The Philadelphia Plan and other similar programs, which pursuant to Executive Order require minority representation in federally-assisted construction projects, have been specifically approved. See, e. g., Southern Illinois Builders Association v. Ogilvie, 471 F.2d 680 (7th Cir. 1972); Contractors Association v. Shultz, 442 F.2d 159 (3d Cir.), cert. denied, 404 U.S. 854, 92 S.Ct. 98, 30 L.Ed.2d 95 (1971); Joyce v. McCrane, 320 F.Supp. 1284 (D.N.J., 1970); see also Associated General Contractors v. Altshuler, 490 F.2d 9 (1st Cir. 1973).

Four of our sister circuits have approved requiring the use of affirmative hiring relief by public agencies that have engaged in employment practices which have been shown to have a racially discriminatory effect. See, e. g. Vulcan Society v. Civil Service Commission, 490 F.2d 387 (2d Cir. 1973); Bridgeport Guardians, Inc. v. Bridgeport Civil Service Commission, 482 F.2d 1333 (2d Cir. 1973); Pennsylvania v. O’Neill, 473 F.2d 1029 (3d Cir. 1973) (en banc); Castro v. Beecher, 459 F.2d 725 (1st Cir. 1972); Carter v. Gallagher, 452 F.2d 315 (8th Cir. 1971) (en banc), cert. denied, 406 U.S. 950, 92 S.Ct. 2045, 32 L.Ed.2d 338 (1972); but see Harper v. Kloster, 486 F.2d 1134 (4th Cir. 1973). Despite my doubts that its constitutional validity can be reasonably articulated, this overwhelming precedent constrains me to concur in holding that the *1060imposition of quota hiring relief is a permissible exercise of the federal chancellor’s discretion.

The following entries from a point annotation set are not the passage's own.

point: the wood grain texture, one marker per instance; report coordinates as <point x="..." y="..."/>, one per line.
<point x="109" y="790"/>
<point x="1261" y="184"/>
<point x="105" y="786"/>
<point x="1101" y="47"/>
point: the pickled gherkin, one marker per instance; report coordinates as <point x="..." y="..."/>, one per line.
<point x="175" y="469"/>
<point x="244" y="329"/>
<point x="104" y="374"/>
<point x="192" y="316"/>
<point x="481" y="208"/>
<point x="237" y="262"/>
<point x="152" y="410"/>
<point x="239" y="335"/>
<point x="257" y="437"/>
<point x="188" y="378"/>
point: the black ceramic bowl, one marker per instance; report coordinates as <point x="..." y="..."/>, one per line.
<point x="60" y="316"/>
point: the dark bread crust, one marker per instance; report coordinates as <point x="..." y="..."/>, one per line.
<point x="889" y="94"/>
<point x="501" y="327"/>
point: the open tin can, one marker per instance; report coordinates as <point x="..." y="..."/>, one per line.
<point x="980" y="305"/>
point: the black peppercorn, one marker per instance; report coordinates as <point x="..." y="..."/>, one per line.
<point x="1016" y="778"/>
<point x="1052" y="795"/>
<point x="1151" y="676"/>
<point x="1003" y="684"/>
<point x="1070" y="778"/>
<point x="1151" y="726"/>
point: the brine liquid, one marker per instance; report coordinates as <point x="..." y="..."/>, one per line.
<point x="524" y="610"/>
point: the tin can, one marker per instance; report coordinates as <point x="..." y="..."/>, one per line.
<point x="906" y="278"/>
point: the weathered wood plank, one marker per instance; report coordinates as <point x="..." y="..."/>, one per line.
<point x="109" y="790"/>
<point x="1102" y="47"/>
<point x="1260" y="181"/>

The statistics which Judge Coleman has developed as to other similar agencies cogently demonstrate that Mississippi is not unique, but they also reinforce by belief that, given the legal power to impose it, this powerful discretion should be vested in the trial court here. This is especially true in light of the fact that the Mississippi Highway Patrol urges on oral argument that it is already engaging in the practice of hiring every qualified black applicant.

I do not understand the majority opinion to require the dilution of any valid employment qualification as an adjunct of achieving the intergration it requires and would not concur if it did, for such a proviso or consequence would be contrary to common sense and every prior precedent. Surely, too, it is implicit in what we say that if any affirmative relief provision imposed should prove unworkable, the defendant officials would petition for and be entitled to supplemental relief. Therefore, I find no refuge in Judge Roney’s suggestion of preferential black hiring, which is obviously encompassed in the majority’s “affirmative hiring relief” anyway.

With deference to Chief Judge Brown and Judge Wisdom, I had not the slightest intention of underbilling the pioneer spirit which has marked this circuit’s broad range of integration ratio and other race-based relief orders. However, today our national concepts of a proper solution to the chronic problem of race relations are in a state of flux. At a time when conservative resistance to mandates for social change has begun to melt, the liberal elite openly voice doubts that past remedies are efficacious and suggest that egalite be pursued in forms that differ from “separate but equal” in name only. In such a situation I deem it important to record that (1) no holding by this or any other court has yet spelled out how quota relief can be squared with constitutional fundamentals, (2) employment quotas have never been ordered by this circuit, and (3) if precedent did not compel concurrence, I would opt for a different course.